8. The compound according to claim 1, wherein the compound represented by the general formula (I) is 2- (2-difluoromethyl-4-hydroxybenzimidazol-1-yl) -4- (2-hydroxymethylpyrrolidin-1-yl) -6-morpholinopyrimidine, 2- (6-amino-4-chloro-2-difluoromethylbenzimidazol-1-yl) -4- (2, 2-dimethylmorpholinyl) -6-morpholino-1, 3, 5-triazine, 2- (6-amino-4-chloro-2-difluoromethylbenzimidazol-1-yl) -4- (2-hydroxymethylpyrrolidin-1-yl) -6-morpholino-1, 3, 5-triazine, 2- (6-amino-4-chloro-2-difluoromethylbenzimidazol-1-yl) -4- [ methyl (1-methylpiperidin-4-yl) amino ] -6-morpholinyl-1, 3, 5-triazine, 2- (2-difluoromethyl-4-hydroxybenzimidazol-1-yl) -4- (2-hydroxymethylpyrrolidin-1-yl) -6-morpholinyl-1, 3, 5-triazine or 2- (4-chloro-2-difluoromethyl-5-hydroxybenzimidazol-1-yl) -4, 6-dimorpholinyl-1, 3, 5-triazine.

9. The compound according to claim 1, wherein the compound represented by the general formula (I) is 2- (2-difluoromethyl-4-hydroxybenzimidazol-1-yl) -4- (2-hydroxymethylpyrrolidin-1-yl) -6-morpholinyl-1, 3, 5-triazine.
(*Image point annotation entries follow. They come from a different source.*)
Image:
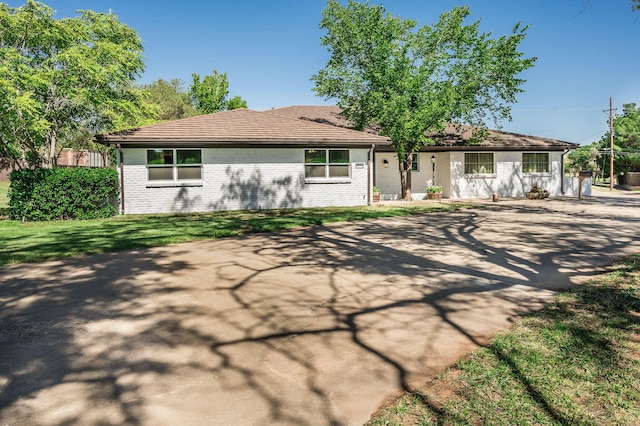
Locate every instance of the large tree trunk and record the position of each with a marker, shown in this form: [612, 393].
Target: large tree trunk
[405, 177]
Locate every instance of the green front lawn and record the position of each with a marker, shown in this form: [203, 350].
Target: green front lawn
[4, 199]
[37, 241]
[577, 362]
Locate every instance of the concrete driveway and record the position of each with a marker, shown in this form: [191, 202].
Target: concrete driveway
[309, 327]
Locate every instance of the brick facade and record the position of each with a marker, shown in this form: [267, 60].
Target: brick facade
[240, 179]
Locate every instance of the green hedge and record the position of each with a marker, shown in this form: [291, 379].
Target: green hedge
[61, 193]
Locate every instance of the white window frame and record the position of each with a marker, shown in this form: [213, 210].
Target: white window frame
[327, 166]
[548, 163]
[174, 165]
[479, 173]
[415, 162]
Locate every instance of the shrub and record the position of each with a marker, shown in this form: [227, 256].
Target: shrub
[61, 193]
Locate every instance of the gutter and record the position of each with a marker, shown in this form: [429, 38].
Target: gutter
[562, 191]
[369, 173]
[121, 161]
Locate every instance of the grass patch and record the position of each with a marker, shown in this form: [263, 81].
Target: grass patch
[37, 241]
[575, 362]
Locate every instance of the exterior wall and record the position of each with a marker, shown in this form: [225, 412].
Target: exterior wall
[241, 179]
[508, 180]
[388, 178]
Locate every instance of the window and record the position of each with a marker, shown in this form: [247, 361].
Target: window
[414, 163]
[536, 162]
[174, 164]
[478, 163]
[326, 163]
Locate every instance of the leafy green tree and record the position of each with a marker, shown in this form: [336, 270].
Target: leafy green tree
[235, 103]
[57, 76]
[626, 139]
[209, 95]
[586, 157]
[410, 82]
[171, 99]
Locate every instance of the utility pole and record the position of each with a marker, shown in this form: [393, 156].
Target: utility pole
[611, 143]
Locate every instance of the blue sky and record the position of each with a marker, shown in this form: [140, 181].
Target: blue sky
[587, 51]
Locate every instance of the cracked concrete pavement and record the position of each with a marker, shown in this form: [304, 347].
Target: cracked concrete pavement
[311, 326]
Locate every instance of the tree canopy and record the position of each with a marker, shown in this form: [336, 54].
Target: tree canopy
[170, 98]
[210, 94]
[411, 82]
[58, 76]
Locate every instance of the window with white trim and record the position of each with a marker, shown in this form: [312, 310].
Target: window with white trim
[174, 164]
[414, 163]
[326, 163]
[535, 162]
[478, 163]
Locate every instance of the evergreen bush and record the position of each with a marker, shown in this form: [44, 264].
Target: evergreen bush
[63, 193]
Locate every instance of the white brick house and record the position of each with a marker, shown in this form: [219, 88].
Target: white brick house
[506, 164]
[242, 159]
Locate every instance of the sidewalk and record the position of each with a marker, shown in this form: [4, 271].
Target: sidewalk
[315, 326]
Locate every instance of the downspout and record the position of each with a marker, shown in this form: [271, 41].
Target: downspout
[369, 173]
[562, 170]
[121, 161]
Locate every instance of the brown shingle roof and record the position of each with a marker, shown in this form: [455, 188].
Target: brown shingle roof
[453, 138]
[241, 127]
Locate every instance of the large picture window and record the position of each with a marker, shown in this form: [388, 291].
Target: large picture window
[478, 163]
[535, 162]
[326, 163]
[174, 164]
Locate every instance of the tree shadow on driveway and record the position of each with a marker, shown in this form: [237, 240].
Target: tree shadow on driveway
[312, 326]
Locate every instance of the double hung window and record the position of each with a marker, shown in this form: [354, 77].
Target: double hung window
[478, 163]
[326, 163]
[174, 164]
[536, 162]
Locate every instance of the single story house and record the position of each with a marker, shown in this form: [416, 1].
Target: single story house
[310, 156]
[506, 164]
[242, 159]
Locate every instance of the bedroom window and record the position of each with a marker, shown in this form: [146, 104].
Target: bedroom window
[414, 163]
[478, 163]
[536, 162]
[326, 163]
[174, 164]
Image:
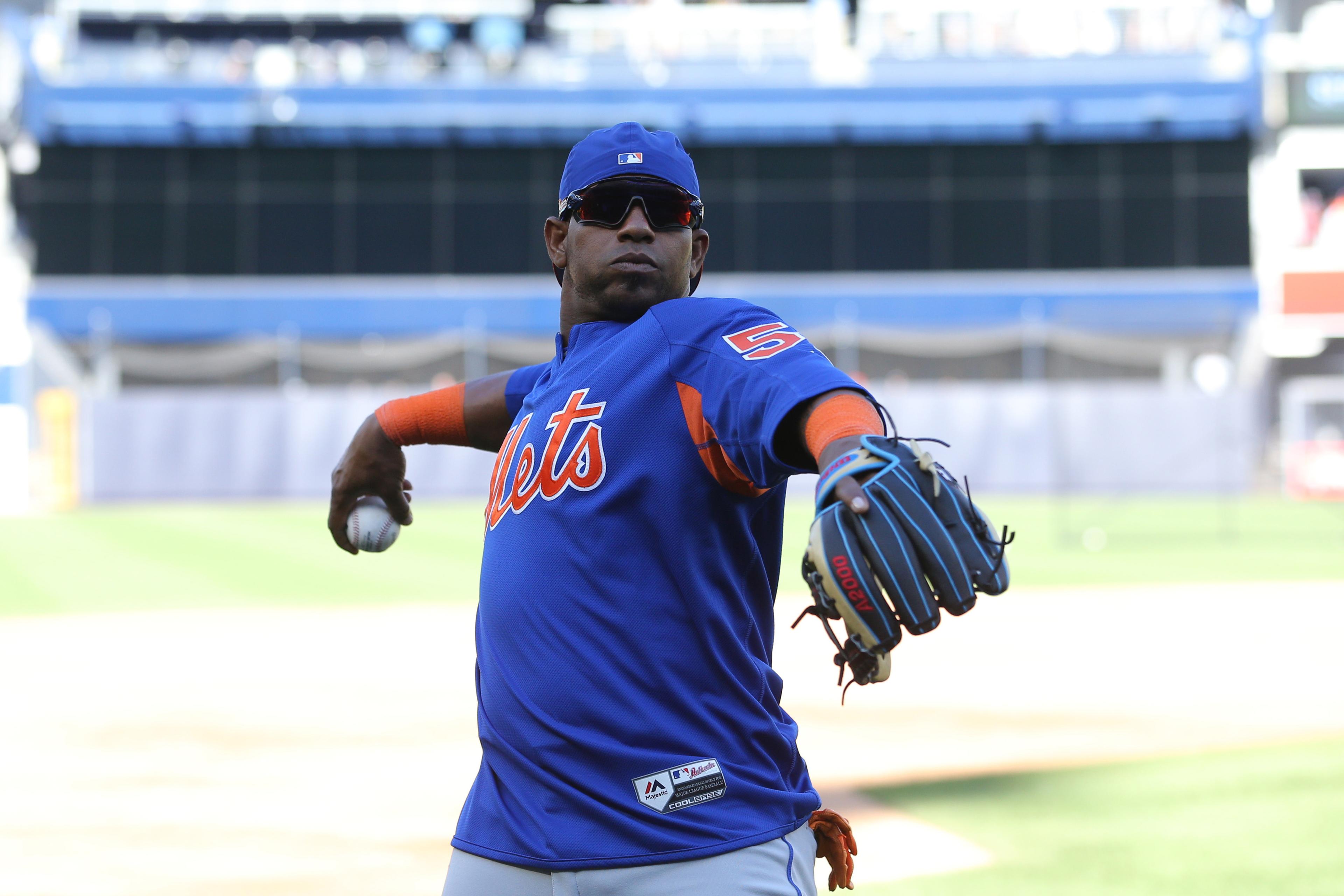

10. An antitumor agent comprising as an active ingredient at least one compound according to claim 1 to 9.

11. A pharmaceutical composition comprising a pharmaceutically acceptable diluent or carrier and, as an anti-tumour active ingredient, at least one compound according to claims 1 to 9.